On Mon, Jun 22, 2020 at 5:56 PM Björn Larsson <bjorn.x.lars...@telia.com>
wrote:

> Hi Nikita,
>
> Den 2020-06-19 kl. 12:32, skrev Nikita Popov:
> > On Tue, Jun 9, 2020 at 3:33 PM Nikita Popov <nikita....@gmail.com>
> wrote:
> >
> >> On Tue, May 12, 2020 at 10:26 AM Nikita Popov <nikita....@gmail.com>
> >> wrote:
> >>
> >>> On Wed, Mar 11, 2020 at 10:50 AM Nikita Popov <nikita....@gmail.com>
> >>> wrote:
> >>>
> >>>> Hi internals,
> >>>>
> >>>> Userland classes that implement Traversable must do so either through
> >>>> Iterator or IteratorAggregate. The same requirement does not exist for
> >>>> internal classes: They can implement the internal get_iterator
> mechanism,
> >>>> without exposing either the Iterator or IteratorAggregate APIs. This
> makes
> >>>> them usable in get_iterator(), but incompatible with any Iterator
> based
> >>>> APIs.
> >>>>
> >>> This should have said: "This makes them usable in foreach(), but
> >>> incompatible with any Iterator based APIs."
> >>>
> >>> A lot of internal classes do this, because exposing the userland APIs
> is
> >>>> simply a lot of work. I would like to add a general mechanism to make
> this
> >>>> simpler: https://github.com/php/php-src/pull/5216 adds a generic
> >>>> "InternalIterator" class, that essentially converts the internal
> >>>> get_iterator interface into a proper Iterator. Internal classes then
> only
> >>>> need to a) implement the IteratorAggregate interface and b) add a
> >>>> getIterator() method with an implementation looking like this:
> >>>>
> >>>> // WeakMap::getIterator(): Iterator
> >>>> ZEND_METHOD(WeakMap, getIterator)
> >>>> {
> >>>>      if (zend_parse_parameters_none() == FAILURE) {
> >>>>          return;
> >>>>      }
> >>>>      zend_create_internal_iterator_zval(return_value, ZEND_THIS);
> >>>> }
> >>>>
> >>>> This allows internal classes to trivially implement IteratorAggregate,
> >>>> and as such allows us to enforce that all Traversables implement
> Iterator
> >>>> or IteratorAggregate.
> >>>>
> >>> Does anyone have thoughts on this change? Mostly this is a feature for
> >>> extensions, but also user-visible in that a bunch of classes will
> switch
> >>> from being Traversable to being IteratorAggregate.
> >>>
> >>> We may also want to convert some existing Iterators to
> >>> IteratorAggregates. For example SplFixedArray currently implements
> >>> Iterator, which means that it's not possible to have nested loops over
> >>> SplFixedArray. We could now easily fix this by switching it to use
> >>> IteratorAggregate, which will allow multiple parallel iterators to
> work on
> >>> the same array. Of course, there is BC break potential in such a
> change.
> >>>
> >>> There's some bikeshed potential here regarding the class name. I picked
> >>> "InternalIterator" as an iterator for internal classes, but "internal
> >>> iteration" is also a technical term (the opposite of "external
> iteration"),
> >>> so maybe that name isn't ideal.
> >>>
> >> Unfortunately this bikeshed remains unpainted... The proposed names
> were:
> >>
> >>   1. InternalIterator
> >>   2. ZendIterator
> >>   3. IteratorForExtensionClassImplementations
> >>   4. EngineIterator
> >>
> >> I'm somewhat partial to the third option, with a less verbose name:
> >> IteratorForExtensions.
> >>
> > I went ahead and changed the implementation to use IteratorForExtensions.

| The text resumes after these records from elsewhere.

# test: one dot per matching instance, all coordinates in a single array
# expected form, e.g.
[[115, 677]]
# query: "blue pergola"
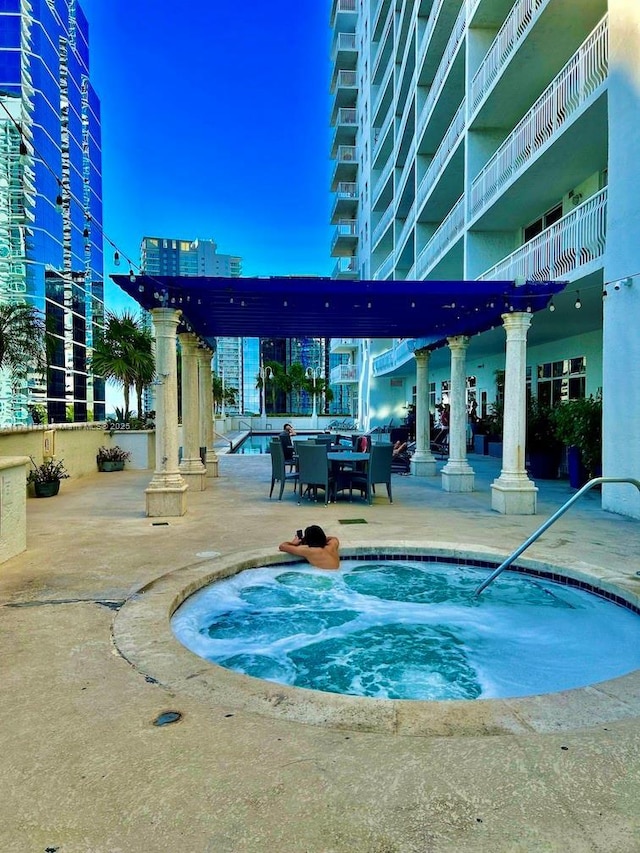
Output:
[[430, 311]]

> > Is anyone overly unhappy with that one?
> >
> > @Michal: "ExtensionsIterator" to me sounds like an iterator that iterates
> > over extensions.
> >
> > Regards,
> > Nikita
>
> I'm actually in favour of the term InternalIterator like you first
> proposed. Internal and external iteration is clearly something
> different, so no need due to these to shy away here ;-)
>
> And today this iterator will be for extensions, but if somehow
> that would change in the future (which I don't think), option
> 3 is not ideal.
>

Okay ... I've now merged this using the original InternalIterator name.